# Imports

In [None]:
import sqlite3
import csv
import pandas as pd
import string
from sklearn.feature_extraction.text import TfidfVectorizer

from google.colab import drive
drive.mount('/content/drive')

Mounted at /content/drive


In [None]:
%cd /content/drive/MyDrive/sjsu-aiml-project/Code

/content/drive/MyDrive/sjsu-aiml-project/Code


# Search

### Read in recipe database

In [None]:
conn = sqlite3.connect('/content/drive/MyDrive/sjsu-aiml-project/Code/database/recipes.sqlite')
df = pd.read_sql_query("SELECT * from recipes", conn)

# Verify that result of SQL query is stored in the dataframe
print(df.head())

conn.close()

   index                  title  \
0      0    No-Bake Nut Cookies   
1      1  Jewell Ball'S Chicken   
2      2            Creamy Corn   
3      3          Chicken Funny   
4      4   Reeses Cups(Candy)     

                                         ingredients  \
0  ["1 c. firmly packed brown sugar", "1/2 c. eva...   
1  ["1 small jar chipped beef, cut up", "4 boned ...   
2  ["2 (16 oz.) pkg. frozen corn", "1 (8 oz.) pkg...   
3  ["1 large whole chicken", "2 (10 1/2 oz.) cans...   
4  ["1 c. peanut butter", "3/4 c. graham cracker ...   

                                          directions  
0  ["In a heavy 2-quart saucepan, mix brown sugar...  
1  ["Place chipped beef on bottom of baking dish....  
2  ["In a slow cooker, combine all ingredients. C...  
3  ["Boil and debone chicken.", "Put bite size pi...  
4  ["Combine first four ingredients and press in ...  


In [None]:
# place recipe titles into a list and begin
recipeTitles = []
cleanRecipeTitles = []

for index, row in df.iterrows():
  recipeTitles.append(row.title)
#print(recipeTitles)

In [None]:
from sklearn.feature_extraction.text import TfidfVectorizer 

# instantiate vectorizer
# any settings that you use for count vectorizer will go here 
tfidf_vectorizer = TfidfVectorizer()

# converts docs to tfidf vectors 
tfidf_vectors = tfidf_vectorizer.fit_transform(recipeTitles)

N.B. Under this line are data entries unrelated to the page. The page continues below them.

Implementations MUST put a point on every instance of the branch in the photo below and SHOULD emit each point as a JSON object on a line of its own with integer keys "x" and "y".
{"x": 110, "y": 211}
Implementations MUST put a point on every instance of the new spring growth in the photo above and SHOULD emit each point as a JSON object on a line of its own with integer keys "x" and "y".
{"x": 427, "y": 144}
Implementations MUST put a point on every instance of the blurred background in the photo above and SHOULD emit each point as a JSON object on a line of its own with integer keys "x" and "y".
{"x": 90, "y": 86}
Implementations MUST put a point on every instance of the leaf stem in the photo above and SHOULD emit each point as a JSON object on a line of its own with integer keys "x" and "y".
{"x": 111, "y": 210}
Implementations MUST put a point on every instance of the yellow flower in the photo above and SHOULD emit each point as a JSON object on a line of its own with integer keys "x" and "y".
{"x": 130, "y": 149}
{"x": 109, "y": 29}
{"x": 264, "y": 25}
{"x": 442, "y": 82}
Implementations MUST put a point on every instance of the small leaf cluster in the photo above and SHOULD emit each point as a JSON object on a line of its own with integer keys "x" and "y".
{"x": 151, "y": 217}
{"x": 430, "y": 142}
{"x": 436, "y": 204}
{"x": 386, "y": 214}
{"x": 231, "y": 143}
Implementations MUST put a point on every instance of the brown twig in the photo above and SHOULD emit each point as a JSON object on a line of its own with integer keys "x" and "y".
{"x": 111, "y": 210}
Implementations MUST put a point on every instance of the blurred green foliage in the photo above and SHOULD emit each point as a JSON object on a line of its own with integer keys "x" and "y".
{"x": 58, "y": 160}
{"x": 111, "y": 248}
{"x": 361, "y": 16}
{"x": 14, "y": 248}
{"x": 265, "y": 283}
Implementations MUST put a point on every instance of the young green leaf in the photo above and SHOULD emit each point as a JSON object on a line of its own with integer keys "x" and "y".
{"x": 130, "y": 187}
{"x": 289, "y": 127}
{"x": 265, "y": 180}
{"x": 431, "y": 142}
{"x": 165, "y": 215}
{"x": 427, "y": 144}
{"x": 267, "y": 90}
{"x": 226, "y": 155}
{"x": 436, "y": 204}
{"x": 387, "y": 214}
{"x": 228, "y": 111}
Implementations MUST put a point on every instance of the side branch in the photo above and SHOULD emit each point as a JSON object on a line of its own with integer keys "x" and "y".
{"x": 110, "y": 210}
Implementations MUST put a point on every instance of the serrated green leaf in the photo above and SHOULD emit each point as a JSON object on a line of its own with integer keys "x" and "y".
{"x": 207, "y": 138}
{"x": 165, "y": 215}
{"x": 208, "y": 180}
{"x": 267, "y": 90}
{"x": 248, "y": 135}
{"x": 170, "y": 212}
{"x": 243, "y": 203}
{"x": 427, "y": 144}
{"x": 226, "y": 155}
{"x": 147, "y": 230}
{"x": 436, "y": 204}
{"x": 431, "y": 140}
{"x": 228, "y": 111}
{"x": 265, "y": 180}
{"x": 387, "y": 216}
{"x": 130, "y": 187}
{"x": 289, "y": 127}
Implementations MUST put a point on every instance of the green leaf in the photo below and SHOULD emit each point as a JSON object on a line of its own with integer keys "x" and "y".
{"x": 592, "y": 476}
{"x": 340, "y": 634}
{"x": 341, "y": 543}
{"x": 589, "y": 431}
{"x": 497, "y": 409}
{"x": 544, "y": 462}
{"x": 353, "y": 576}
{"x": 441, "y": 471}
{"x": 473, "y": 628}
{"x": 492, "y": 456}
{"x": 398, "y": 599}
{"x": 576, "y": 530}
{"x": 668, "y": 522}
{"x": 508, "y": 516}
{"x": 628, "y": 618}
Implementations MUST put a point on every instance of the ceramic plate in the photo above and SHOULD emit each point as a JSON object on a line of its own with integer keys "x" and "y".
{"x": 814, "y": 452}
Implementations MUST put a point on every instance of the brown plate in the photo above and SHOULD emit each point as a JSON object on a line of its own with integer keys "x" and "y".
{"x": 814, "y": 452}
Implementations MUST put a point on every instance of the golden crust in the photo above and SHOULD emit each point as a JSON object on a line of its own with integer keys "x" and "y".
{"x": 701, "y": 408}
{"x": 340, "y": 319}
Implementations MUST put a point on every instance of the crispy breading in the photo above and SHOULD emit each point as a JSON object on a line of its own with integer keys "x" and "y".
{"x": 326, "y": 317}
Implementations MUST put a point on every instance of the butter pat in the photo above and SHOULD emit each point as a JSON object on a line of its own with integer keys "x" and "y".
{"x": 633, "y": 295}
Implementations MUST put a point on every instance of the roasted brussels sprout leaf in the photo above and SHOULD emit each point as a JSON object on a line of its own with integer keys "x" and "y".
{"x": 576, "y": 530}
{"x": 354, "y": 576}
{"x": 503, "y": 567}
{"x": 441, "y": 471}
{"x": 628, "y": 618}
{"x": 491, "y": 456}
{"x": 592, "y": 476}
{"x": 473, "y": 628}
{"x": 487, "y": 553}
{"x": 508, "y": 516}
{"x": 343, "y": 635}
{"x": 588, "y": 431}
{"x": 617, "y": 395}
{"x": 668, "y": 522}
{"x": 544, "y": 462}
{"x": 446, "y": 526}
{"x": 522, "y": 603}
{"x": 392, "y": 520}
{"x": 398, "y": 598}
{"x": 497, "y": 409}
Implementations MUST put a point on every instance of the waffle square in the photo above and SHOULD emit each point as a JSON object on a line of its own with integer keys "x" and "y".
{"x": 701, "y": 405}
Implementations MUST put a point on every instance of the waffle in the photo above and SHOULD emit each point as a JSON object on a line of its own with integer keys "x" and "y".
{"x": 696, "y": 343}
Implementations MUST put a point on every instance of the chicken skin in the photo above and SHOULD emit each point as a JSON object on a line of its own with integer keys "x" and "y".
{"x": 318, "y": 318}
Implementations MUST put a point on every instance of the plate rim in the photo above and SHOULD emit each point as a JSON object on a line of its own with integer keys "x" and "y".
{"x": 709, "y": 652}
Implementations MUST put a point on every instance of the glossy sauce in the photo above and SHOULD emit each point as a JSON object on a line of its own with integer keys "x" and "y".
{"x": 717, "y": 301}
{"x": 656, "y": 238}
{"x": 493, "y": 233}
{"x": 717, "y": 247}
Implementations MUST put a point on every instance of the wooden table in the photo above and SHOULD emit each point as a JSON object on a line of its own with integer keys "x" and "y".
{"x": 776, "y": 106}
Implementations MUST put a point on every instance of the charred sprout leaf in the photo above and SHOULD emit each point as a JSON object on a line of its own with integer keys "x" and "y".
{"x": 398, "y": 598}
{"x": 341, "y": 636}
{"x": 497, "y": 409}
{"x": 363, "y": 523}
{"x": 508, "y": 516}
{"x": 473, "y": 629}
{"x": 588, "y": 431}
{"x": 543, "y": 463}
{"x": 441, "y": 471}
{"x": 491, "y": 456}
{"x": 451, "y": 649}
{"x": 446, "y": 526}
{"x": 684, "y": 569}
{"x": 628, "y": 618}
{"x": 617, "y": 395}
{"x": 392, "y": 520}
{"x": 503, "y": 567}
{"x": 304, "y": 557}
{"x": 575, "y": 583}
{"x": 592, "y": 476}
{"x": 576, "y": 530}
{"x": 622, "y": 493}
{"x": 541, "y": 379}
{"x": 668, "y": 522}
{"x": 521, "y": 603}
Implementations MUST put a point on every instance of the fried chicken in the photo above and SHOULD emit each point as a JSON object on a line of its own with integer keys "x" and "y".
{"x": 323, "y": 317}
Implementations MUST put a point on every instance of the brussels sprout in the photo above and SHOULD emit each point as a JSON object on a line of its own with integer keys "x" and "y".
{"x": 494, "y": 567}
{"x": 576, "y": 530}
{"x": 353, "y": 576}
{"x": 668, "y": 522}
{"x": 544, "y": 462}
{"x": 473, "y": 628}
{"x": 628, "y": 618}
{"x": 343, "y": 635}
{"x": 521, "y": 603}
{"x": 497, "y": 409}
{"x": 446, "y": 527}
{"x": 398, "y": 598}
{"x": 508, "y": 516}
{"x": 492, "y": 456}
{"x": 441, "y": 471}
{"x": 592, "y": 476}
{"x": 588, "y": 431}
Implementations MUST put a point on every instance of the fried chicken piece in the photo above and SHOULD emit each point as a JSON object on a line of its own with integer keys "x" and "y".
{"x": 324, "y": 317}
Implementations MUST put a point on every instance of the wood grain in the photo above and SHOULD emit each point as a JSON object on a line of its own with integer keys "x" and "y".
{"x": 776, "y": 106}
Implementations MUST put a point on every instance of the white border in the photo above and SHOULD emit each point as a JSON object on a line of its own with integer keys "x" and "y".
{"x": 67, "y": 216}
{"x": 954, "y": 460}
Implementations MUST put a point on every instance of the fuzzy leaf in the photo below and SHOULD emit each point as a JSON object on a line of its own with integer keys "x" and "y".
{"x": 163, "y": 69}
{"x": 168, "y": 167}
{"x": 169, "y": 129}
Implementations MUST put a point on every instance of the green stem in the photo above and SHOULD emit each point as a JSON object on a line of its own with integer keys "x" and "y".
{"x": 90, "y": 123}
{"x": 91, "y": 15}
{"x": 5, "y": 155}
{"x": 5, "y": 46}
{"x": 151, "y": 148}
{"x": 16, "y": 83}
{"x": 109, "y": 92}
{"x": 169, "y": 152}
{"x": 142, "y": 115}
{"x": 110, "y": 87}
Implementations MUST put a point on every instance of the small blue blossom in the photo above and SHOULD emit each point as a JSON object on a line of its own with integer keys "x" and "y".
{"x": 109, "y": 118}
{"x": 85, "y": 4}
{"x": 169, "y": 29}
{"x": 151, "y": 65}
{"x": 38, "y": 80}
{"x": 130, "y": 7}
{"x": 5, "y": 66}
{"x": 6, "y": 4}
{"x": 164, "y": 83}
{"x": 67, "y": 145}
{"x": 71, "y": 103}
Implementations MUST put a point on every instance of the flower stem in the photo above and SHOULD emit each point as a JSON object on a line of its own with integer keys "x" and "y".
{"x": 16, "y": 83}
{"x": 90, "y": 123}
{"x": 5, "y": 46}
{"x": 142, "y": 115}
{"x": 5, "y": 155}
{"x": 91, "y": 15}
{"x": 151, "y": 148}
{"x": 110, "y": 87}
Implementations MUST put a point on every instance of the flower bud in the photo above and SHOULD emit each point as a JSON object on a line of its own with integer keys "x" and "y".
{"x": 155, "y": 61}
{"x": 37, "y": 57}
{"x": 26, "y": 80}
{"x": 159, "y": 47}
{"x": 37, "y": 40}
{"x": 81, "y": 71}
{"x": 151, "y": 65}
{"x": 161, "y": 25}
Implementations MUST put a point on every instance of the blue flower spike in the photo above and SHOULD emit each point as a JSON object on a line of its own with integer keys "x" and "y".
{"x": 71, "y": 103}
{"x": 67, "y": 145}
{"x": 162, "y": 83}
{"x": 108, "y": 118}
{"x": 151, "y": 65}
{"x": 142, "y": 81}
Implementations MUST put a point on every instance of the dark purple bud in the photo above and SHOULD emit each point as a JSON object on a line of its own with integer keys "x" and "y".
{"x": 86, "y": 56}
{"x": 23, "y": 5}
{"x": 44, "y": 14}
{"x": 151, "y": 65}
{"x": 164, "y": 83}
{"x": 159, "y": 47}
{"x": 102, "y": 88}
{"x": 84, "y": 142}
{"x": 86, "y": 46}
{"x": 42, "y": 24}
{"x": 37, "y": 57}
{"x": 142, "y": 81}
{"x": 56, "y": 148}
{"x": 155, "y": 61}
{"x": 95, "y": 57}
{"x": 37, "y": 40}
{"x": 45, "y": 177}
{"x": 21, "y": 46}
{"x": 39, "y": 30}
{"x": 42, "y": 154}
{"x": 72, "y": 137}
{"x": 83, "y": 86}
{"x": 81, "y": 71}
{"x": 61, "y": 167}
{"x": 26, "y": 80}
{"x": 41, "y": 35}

# convert matrix to a regular array 
tf_idf_array = tfidf_vectors.toarray()

# obtain the original terms in the corpus
words_set = tfidf_vectorizer.get_feature_names_out() 

# create a dataframe to better show the TF-IDF scores of each document (row)
tfidf_df = pd.DataFrame(tf_idf_array, columns = words_set)
#print(tfidf_df['bake'])

In [None]:
input = 'burr'
word_tokenizer = tfidf_vectorizer.build_tokenizer()
input_tokens = word_tokenizer(input.lower())

# Get sum of DataFrame rows (which is a doc/recipe)
# for input tokens that are represented as columns
sumRows = tfidf_df[input_tokens].sum(axis=1)

# sort dataframe to get closest match row/doc/recipe name
topScore = sumRows.sort_values(ascending=False)

print('TFIDF says this is the recipe: ', recipeTitles[topScore.index[0]])

TFIDF says this is the recipe:  Burr, It's Chili!


# Testing

### Loop on search string

In [None]:
# place recipe titles into a list and begin
# cleaning process by converting titles to lower-case
recipeTitles = []
true_positives = 0
false_positives = 0
false_negatives = 0
precision = 0
recall = 0

# read in database for ground truth
conn = sqlite3.connect('/content/drive/MyDrive/sjsu-aiml-project/Code/database/recipes.sqlite')
recipeDatabase = pd.read_sql_query("SELECT * from recipes", conn)

# build list of recipe titles to serve as reference truth
for index, row in recipeDatabase.iterrows():
  # build list of recipe titles to serve as reference truth
  recipeTitles.append(row.title.lower())

# main loop to generate calculations
for index, row in recipeDatabase.iterrows():
  
  # assign and clean search string
  search_string = row.title.lower()
  query_tokens = word_tokenizer(search_string)
  
  # Get sum of DataFrame rows (which is a doc/recipe)
  # for input tokens that are represented as columns
  sumRows = tfidf_df[query_tokens].sum(axis=1)

  # sort dataframe to get closest match row/doc/recipe name
  topScore = sumRows.sort_values(ascending=False)
  #print(topScore.index[0])
  # determine if tf-idf search yields a true positive
  # get first value (highest tf-idf score) in dictionary
  try:
    top_search_result_returned = recipeTitles[topScore.index[0]]
  except:
    false_negatives += 1
    break
  
  # compare top result with query entry
  # if query is not top tf-idf result, false positive
  # and false negative are incremented
  if top_search_result_returned == search_string:
    true_positives += 1
  else:
    false_positives += 1
    false_negatives += 1

# Precision = TruePositives / (TruePositives + FalsePositives)
precision = true_positives / (true_positives + false_positives)

# Recall = TruePositives / (TruePositives + FalseNegatives)
recall = true_positives / (true_positives + false_negatives)

# F1 Score = 2 * (Precision * Recall) / (Precision + Recall)
f1_score = 2 * ((precision * recall) / (precision + recall))

print('F1 Score: ', f1_score)

F1 Score:  0.8